The material, which was acquired over half a century by Ballina businessman Jackie Clarke, spans nearly 400 years of Irish history and contains items historians didn't even know existed. The collection contains many rare books and manuscripts and includes one of 20 surviving copies of the original 1916 Proclamation.
Before he died in 2000, Clarke requested that his collection be made available to the people of Ireland.
"He had a great passion for history, " Anne Clarke, his widow, told the Sunday Tribune last week. "Jackie was an idealist who wasn't interested in money."

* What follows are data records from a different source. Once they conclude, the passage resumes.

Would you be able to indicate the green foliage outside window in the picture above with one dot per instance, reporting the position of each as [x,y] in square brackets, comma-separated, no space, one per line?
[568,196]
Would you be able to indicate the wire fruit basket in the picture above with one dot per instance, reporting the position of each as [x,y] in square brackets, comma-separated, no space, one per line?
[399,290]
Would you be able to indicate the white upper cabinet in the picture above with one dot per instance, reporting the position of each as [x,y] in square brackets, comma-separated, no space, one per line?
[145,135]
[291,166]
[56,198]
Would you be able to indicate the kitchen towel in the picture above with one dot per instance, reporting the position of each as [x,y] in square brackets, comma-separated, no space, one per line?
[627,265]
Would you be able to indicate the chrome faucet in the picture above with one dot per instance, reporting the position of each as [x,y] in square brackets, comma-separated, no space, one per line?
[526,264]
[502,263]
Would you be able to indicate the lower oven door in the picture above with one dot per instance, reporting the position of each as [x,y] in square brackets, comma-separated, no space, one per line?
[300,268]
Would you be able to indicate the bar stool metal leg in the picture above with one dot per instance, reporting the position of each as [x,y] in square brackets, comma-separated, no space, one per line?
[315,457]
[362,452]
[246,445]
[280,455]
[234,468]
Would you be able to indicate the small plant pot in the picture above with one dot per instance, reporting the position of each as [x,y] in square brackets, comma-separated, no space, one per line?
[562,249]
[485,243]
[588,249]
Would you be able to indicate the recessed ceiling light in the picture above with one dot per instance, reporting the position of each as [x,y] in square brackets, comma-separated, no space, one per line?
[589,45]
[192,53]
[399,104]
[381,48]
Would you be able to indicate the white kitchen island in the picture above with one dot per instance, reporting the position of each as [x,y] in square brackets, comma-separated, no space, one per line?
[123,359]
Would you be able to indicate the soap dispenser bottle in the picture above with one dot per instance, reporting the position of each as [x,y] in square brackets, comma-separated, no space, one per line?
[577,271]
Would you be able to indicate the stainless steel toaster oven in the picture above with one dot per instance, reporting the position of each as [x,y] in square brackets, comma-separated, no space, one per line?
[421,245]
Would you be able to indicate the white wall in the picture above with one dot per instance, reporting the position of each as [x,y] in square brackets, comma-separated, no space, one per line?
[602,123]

The oldest manuscript in the collection dates from 1617, while two handwritten letters from Wolfe Tone are dated from 1798. There are many unique items relating to the 1916 Rising. They include a letter requesting a priest give Padraig Pearse the last rites before his execution in May 1916, correspondence used by the British military as evidence in Eamon Ceannt's court martial, and books from Joseph Mary Plunkett's own library including what appears to be a previously unpublished poem in Plunkett's own handwriting.
The collection also includes an autograph book with the signatures of all the members of the first Dail. On 7 January 1922 . . . the day the Dail ratified the Anglo-Irish Treaty . . .
Michael Collins wrote in the autograph book: "Let the Irish nation judge us now and for future years."
The boxes in the collection are filled with thousands of handbills and leaflets covering all eras of republican history, including a 1910 notice from New York featuring a very rare picture of a young James Connolly. In 1993, seven years before his death, Clarke acquired a copy of the 1916 Proclamation. "It was his pride and joy. He called it the 'holy grail', " his widow recalled.
The Clarke family has decided to donate the collection to the state and Mayo County Council is providing a multimillion euro budget to transform the old Moy Hotel building in Ballina into a modern library and research centre. The Jackie Clarke Library will be officially opened next October. Work on cataloguing the collection is currently being undertaken by the historian Sinead McCoole, who has been appointed Curator/ Keeper of the collection. She has spent the last nine months sorting through the material.
"I had the amazing opportunity of opening three locked rooms in Jackie Clarke's home and sorting through boxes stacked to the ceiling, and unwrapping brown paper parcels, " said McCoole.
Clarke, who was born in 1928, was actively involved in republican politics and was a member of Ballina Urban District Council for almost two decades. He also ran a successful fish processing business in the Co Mayo town.
He acquired many items from dealers at a time when Irish historical material attracted far less buyer interest than in recent years.
An auction of almost 500 lots in Dublin this week, which includes the Kathleen Clarke papers and an original copy of the 1916 Proclamation, is expected to realise over 2m.